Step 5 - Train and evalute the pipeline

From the tensorflow/models/research/ directory, run the following command to train the model:

python object_detection/model_main.py --pipeline_config_path=path/to/modified_pipeline.config --model_dir=path/to/training_output --alsologtostderr

On a GPU, this may take a couple hours for precision to go above, say, 80%, or loss to go below, say 1. On a CPU, it could take much longer. Run tensorboard to observe how precision and loss change as the model learns:

tensorboard --logdir=path/to/training_output

If your images are of low quality, or the target object is very hard to detect in the images, or you have few images (less than 50), the mean average precision and total loss may appear erratic and unable to converge even after training for long time. Start with easy to detect object and good quality images.

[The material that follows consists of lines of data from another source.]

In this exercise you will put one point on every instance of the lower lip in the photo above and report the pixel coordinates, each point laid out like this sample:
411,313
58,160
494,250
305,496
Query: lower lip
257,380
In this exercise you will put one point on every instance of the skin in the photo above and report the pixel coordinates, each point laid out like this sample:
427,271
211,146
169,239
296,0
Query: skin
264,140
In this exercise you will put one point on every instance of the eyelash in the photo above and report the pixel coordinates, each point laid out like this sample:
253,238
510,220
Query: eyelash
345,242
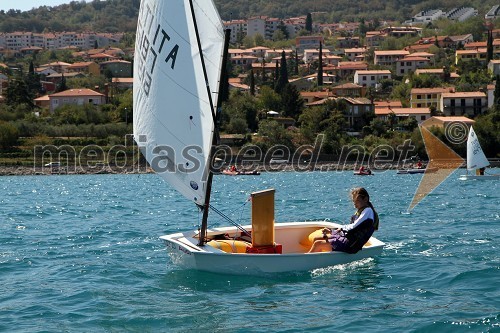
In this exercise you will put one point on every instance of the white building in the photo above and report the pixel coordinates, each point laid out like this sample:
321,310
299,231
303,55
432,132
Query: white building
371,78
493,13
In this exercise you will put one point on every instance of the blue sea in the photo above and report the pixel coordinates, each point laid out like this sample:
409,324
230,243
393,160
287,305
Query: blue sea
82,254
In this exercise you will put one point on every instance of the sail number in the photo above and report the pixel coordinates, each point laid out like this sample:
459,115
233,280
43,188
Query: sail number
153,43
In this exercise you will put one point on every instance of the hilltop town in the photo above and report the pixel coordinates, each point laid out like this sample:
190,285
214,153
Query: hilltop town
290,80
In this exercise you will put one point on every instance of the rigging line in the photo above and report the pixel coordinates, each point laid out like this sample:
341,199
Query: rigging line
227,218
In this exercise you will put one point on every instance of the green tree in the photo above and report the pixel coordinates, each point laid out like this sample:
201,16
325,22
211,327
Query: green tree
320,65
268,99
252,83
496,94
259,40
8,135
282,80
292,101
18,92
489,46
275,134
62,85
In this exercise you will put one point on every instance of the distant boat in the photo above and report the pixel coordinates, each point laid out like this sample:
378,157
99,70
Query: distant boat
181,50
476,160
240,173
366,172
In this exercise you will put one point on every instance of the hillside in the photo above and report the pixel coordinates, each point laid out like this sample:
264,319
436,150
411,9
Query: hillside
120,15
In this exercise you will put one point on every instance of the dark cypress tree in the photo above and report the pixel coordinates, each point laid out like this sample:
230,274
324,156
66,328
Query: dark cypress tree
283,75
309,22
252,83
496,94
263,70
292,101
62,85
320,65
296,63
489,47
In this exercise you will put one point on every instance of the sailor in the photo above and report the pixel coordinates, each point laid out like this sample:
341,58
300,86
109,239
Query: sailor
351,237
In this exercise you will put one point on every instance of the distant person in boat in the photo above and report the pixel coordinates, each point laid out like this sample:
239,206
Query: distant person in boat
351,237
362,170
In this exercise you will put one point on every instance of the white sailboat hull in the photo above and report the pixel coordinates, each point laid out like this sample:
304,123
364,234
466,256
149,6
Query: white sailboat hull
184,252
476,177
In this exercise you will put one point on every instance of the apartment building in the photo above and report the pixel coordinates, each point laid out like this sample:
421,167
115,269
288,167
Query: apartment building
355,54
427,97
389,58
311,55
308,42
371,78
463,103
19,40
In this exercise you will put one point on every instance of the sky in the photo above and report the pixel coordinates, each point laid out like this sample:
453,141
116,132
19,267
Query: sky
25,5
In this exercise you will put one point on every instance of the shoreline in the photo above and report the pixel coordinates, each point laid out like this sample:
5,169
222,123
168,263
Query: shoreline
319,166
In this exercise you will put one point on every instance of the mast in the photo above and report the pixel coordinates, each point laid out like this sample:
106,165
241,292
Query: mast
206,205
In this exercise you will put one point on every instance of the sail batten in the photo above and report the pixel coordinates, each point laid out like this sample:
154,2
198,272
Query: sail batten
174,101
475,155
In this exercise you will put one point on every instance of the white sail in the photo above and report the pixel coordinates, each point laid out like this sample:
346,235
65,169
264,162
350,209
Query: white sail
174,100
475,156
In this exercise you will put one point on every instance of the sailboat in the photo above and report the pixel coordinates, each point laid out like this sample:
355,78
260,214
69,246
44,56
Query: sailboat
476,160
181,48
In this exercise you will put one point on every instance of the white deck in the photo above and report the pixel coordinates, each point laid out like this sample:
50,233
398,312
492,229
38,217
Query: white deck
185,252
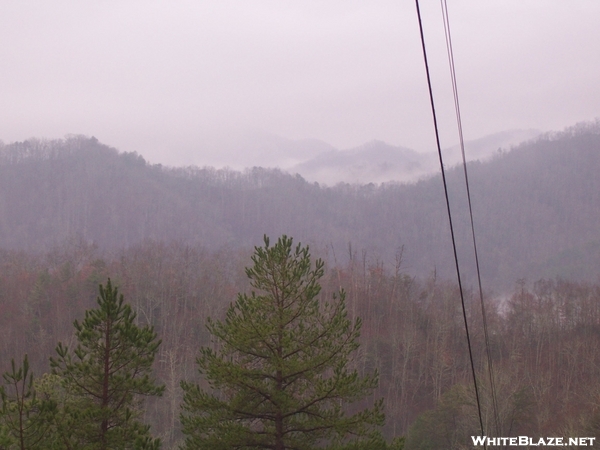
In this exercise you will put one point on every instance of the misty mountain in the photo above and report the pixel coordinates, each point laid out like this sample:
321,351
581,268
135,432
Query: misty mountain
373,162
536,207
378,162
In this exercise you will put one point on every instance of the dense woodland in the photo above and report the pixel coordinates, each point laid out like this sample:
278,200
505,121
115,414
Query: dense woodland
536,207
544,338
75,212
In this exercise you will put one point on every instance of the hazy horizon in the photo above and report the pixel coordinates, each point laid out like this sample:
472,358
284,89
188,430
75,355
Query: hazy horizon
179,81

Step 6 - Export the trained model for inferencing

Pick a checkpoint in the training output folder which contains the following 3 files:

 -model.ckpt-{checkpoint#}.data-00000-of-00001  
 -model.ckpt-{checkpoint#}.index  
 -model.ckpt-{checkpoint#}.meta  

From the tensorflow/models/research folder, run

  python object_detection/export_inference_graph.py --input_type=image_tensor --pipeline_config_path=path/to/pipeline.config --trained_checkpoint_prefix=path/to/training_output_dir/model.ckpt-{checkpoint#} --output_directory=path/to/output_model_files_for_inference

Modify object_detection/object_detection_tutorial.ipynb to use our trained model and our test image. Here’s our sample notebook.

Common errors and solutions

I’ve encountered the following main issues in this process of custom object detection. With some research, I found that the community has found resolutions or workaround.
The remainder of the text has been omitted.